Saddam to appear before Iraqi judges

Saddam Hussein is to be handed over to Iraqi authorities on Wednesday, but US occupation forces would still be guarding him.

The ousted leader is to stand trial before a special tribunal

Iraq’s Interim Prime Minister Iyad Allawi on Tuesday said Saddam and up to 11 top members of his ousted government would appear before Iraqi judges to be charged on Thursday.

“The tribunal would give them a fair and open trial but it would not start for several months,” Allawi said.

US soldiers would keep physical custody of Saddam and the other 11 until Iraq’s nascent police force was capable of detaining them securely.

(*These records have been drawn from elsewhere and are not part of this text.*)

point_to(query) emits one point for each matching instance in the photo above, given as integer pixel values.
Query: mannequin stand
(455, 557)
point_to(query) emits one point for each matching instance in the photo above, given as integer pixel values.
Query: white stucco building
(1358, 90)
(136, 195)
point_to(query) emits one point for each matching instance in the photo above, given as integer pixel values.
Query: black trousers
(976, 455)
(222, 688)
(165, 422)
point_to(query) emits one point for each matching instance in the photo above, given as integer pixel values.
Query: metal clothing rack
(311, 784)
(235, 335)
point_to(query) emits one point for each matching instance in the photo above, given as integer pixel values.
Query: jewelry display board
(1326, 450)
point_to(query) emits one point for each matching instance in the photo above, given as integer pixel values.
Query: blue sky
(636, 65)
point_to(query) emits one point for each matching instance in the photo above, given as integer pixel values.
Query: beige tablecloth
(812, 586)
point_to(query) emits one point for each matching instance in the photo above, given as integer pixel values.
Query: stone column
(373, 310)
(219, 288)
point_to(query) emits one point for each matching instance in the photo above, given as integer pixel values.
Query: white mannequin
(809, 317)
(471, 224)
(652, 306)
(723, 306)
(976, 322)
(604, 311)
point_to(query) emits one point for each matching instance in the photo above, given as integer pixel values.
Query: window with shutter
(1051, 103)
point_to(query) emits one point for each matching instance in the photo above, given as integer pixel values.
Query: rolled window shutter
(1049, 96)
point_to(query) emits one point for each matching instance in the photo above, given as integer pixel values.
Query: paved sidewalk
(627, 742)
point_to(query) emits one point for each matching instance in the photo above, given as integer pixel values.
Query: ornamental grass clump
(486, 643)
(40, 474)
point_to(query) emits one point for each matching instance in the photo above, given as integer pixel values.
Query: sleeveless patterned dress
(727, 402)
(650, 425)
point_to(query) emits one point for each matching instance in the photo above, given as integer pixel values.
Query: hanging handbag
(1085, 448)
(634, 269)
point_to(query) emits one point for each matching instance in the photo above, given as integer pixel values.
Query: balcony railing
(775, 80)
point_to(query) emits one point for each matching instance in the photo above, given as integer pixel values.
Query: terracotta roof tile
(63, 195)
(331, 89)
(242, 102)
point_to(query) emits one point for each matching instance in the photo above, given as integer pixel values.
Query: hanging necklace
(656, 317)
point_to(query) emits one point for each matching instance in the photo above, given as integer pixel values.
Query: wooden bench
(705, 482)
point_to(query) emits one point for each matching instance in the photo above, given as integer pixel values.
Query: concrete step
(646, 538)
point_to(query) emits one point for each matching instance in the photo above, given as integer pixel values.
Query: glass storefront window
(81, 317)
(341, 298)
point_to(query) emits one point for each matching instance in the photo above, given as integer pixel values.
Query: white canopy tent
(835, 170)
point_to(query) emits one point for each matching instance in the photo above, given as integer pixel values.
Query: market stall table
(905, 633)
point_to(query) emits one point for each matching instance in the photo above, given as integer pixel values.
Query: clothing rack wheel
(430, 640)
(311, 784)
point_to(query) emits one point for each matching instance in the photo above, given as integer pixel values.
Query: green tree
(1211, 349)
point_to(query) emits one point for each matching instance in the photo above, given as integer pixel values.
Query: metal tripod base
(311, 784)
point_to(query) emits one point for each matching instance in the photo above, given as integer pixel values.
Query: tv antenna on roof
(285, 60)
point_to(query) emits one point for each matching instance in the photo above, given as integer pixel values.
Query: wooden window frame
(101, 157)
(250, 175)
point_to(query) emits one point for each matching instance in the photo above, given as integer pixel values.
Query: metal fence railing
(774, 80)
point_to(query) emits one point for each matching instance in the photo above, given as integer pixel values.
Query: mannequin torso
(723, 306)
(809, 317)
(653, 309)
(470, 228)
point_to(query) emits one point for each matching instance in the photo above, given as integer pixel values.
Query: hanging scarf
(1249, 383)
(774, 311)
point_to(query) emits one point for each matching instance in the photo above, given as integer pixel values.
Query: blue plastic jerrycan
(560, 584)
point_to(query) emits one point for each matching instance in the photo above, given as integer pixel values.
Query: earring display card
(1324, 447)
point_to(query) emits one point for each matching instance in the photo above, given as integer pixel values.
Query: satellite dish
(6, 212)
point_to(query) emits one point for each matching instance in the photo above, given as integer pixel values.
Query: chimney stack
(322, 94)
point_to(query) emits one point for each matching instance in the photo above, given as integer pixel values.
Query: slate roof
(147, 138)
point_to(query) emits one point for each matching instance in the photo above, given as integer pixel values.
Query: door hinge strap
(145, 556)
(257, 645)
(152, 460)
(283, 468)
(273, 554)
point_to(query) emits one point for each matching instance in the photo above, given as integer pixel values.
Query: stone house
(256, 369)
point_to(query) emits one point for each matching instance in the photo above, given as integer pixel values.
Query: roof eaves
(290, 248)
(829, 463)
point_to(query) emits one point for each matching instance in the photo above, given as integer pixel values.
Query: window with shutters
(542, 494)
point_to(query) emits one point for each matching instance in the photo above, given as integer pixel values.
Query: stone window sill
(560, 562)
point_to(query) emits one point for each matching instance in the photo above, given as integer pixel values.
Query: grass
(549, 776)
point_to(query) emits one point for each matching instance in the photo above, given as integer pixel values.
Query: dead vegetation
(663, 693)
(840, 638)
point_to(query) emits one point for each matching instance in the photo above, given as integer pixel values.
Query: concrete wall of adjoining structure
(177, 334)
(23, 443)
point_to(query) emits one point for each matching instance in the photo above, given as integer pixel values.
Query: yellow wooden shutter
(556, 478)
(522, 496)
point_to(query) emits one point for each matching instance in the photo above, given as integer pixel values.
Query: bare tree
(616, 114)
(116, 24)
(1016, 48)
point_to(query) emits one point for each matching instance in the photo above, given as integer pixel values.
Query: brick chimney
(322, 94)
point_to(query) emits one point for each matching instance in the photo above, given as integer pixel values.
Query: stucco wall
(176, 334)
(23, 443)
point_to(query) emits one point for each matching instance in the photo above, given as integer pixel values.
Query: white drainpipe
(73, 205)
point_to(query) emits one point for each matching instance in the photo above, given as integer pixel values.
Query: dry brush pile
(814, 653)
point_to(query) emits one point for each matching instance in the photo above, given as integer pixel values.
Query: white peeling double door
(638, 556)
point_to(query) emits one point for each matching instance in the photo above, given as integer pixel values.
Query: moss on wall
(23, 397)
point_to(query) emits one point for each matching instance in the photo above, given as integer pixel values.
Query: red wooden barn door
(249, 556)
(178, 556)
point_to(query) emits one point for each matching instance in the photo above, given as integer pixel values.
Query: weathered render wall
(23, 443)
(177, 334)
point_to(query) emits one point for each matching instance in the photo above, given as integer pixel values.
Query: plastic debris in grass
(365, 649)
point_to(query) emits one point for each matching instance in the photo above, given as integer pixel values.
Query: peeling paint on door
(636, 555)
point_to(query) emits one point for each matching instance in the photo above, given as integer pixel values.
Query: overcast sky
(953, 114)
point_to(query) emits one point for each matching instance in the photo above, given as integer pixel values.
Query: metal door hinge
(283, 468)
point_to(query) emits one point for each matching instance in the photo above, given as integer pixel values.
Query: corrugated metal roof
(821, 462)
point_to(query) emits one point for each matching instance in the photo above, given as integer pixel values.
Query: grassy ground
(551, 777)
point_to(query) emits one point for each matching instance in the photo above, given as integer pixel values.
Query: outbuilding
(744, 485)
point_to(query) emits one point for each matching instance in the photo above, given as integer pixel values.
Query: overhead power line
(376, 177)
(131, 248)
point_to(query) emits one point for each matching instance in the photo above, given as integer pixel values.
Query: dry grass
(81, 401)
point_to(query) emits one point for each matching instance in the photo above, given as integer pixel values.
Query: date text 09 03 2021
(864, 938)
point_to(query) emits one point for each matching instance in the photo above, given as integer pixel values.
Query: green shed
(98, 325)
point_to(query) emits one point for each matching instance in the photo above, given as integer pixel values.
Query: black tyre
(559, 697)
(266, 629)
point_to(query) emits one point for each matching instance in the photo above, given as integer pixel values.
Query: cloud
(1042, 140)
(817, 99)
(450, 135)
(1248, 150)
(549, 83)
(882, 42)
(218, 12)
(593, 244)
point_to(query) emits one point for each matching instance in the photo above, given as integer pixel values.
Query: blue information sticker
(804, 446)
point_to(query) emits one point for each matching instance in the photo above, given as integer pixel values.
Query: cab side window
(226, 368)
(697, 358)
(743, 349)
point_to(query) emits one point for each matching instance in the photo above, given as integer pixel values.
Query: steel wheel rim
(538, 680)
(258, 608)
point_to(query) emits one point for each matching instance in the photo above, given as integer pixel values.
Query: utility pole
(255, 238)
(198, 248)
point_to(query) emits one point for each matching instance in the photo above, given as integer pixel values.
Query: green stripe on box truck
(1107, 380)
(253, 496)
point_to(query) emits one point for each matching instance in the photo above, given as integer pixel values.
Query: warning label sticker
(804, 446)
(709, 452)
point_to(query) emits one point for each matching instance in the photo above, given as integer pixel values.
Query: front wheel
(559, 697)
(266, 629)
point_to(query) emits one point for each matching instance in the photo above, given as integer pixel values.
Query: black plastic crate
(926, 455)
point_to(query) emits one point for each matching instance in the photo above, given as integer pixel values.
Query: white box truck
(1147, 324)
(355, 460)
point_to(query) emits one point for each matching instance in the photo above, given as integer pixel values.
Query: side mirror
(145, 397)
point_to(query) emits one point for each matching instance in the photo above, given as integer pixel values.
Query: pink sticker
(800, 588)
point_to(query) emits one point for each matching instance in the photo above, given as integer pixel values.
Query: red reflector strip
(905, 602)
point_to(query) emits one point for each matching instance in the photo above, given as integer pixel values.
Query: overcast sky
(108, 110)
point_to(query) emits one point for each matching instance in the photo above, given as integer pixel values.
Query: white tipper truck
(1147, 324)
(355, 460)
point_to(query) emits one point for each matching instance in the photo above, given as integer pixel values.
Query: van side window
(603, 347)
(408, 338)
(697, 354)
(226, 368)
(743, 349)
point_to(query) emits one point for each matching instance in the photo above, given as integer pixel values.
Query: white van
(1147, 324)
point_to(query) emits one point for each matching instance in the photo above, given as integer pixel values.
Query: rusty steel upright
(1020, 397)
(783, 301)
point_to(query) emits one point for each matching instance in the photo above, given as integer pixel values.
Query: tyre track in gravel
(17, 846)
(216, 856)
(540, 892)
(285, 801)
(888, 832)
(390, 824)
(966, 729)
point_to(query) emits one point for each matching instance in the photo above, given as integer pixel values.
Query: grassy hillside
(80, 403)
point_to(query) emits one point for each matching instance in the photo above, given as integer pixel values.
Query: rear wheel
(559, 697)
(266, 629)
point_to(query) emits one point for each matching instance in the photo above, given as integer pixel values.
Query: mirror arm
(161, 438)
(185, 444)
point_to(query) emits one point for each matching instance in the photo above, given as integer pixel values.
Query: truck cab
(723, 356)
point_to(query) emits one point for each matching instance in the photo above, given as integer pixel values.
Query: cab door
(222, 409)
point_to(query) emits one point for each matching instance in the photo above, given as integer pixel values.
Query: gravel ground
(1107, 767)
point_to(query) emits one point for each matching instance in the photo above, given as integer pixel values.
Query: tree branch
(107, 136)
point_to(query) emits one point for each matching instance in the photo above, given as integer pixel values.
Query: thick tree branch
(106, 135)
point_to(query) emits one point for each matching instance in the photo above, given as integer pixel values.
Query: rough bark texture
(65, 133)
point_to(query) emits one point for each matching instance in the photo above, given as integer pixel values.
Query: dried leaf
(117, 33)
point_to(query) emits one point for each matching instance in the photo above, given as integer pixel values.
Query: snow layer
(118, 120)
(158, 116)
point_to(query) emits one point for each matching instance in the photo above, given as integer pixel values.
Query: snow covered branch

Salem Chalabi, a lawyer leading the work of a tribunal that is to try Saddam said the former Iraqi president be charged with crimes against humanity for a 1988 massacre of Kurds, the 1990 invasion of Kuwait and the 1980-88 Iran-Iraq war.

Defiant Saddam

French lawyer Emmanuel Ludot, one of a 20-strong team appointed by Saddam’s wife to represent him, said the deposed Iraqi leader would refuse to acknowledge any court or any judge.

“The tribunal would give them a fair and open trial but it would not start for several months”

Iyad Allawi,
Iraq’s Interim Prime Minister

“It will be a court of vengeance, a settling of scores,” Ludot said. The French lawyer said he expected Saddam to say last year’s US-led war was illegal.

Iraq’s ambassador to the United States, Rend Rahim said the trials were “a cleansing, reconciliation process” and “a kind of reverse trauma the Iraqis need to go through.”

Meanwhile, three US soldiers were killed in a roadside bomb blast in Baghdad, raising to 632 the number of US soldiers killed in action since the invasion in March last year.

Aljazeera tape

Aljazeera television broadcast a video tape showing what a group claimed was the execution of a captive US soldier.

The soldier was named in the video footage as Private Keith Maupin. He had been seized in April. A man was seen firing a shot at the soldier, wearing greenish overalls and seen only from behind. The body fell into a hole.

Three Turks taken hostage in Iraq have meanwhile been released by a group led by Abu Musab al-Zarqawi. The group had earlier threatened to behead the Turks unless their government told companies to stop dealing with US forces in Iraq.

“Jama’at al-Tawhid and Jihad announces the release of the Turkish hostages for the sake of Muslims in Turkey and their demonstrations against US President George Bush,” a masked man said on a video tape.